AI can detect whether prints from two distinct fingers belong to the same person.
The prints from two fingers on the same hand may appear distinct, but AI can identify essential commonalities.
Current technologies are only capable of matching fingerprints left by the same finger. But previous studies have hinted there may be fundamental similarities between all of a person’s fingertips.
An artificial intelligence algorithm can distinguish whether fingerprints from different fingers came from the same individual, potentially making forensic investigations more efficient.
A team from the US university trained an AI tool to evaluate 60,000 fingerprints to see whether it could identify which ones belonged to the same person.
According to the researchers, the technique can determine with 75-90% accuracy whether prints from various fingers were from the same person.
But they don’t know how it works.
The researchers believe the AI tool analysed fingerprints in a different way than previous approaches, focusing on the direction of the ridges in the core of a finger rather than the way the individual ridges end and fork, known as minutiae.
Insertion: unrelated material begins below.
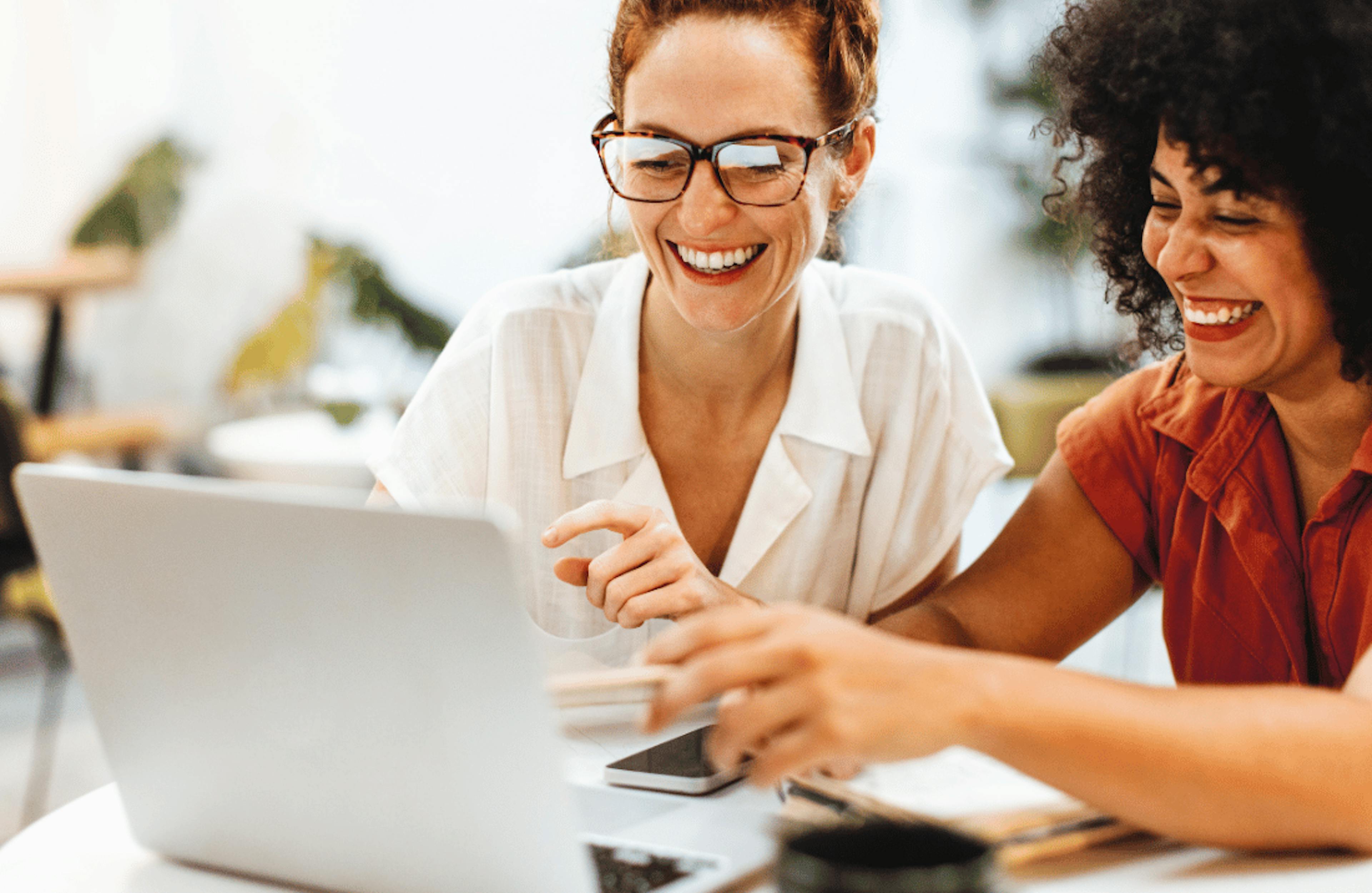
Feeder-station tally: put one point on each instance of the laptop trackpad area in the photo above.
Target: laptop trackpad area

“It is clear that it isn’t using traditional markers that forensics have been using for decades,” Lipson added. “It seems like it is using something like the curvature and the angle of the swirls in the centre.”
The findings of Columbia University’s study could have implications for both biometrics (the use of a single finger to unlock a device or provide identity) and forensic science.
If, for example, an unidentified thumb print is discovered at crime scene A and an unidentified index finger print at crime scene B, the two cannot currently be forensically linked to the same person – but the AI tool may be able to detect this.
The Columbia University crew, none of whom had forensic credentials, admitted that additional investigation was required.
AI technologies are normally taught on massive volumes of data, and many more fingerprints would be necessary to advance this technique further.
Furthermore, all the fingerprints utilised to create the model were full prints and of good quality, however in the real world, partial or bad prints are more commonly encountered.
However, this could be difficult to respond because the researchers are not exactly what the AI is doing, as is the case with many AI-powered tools.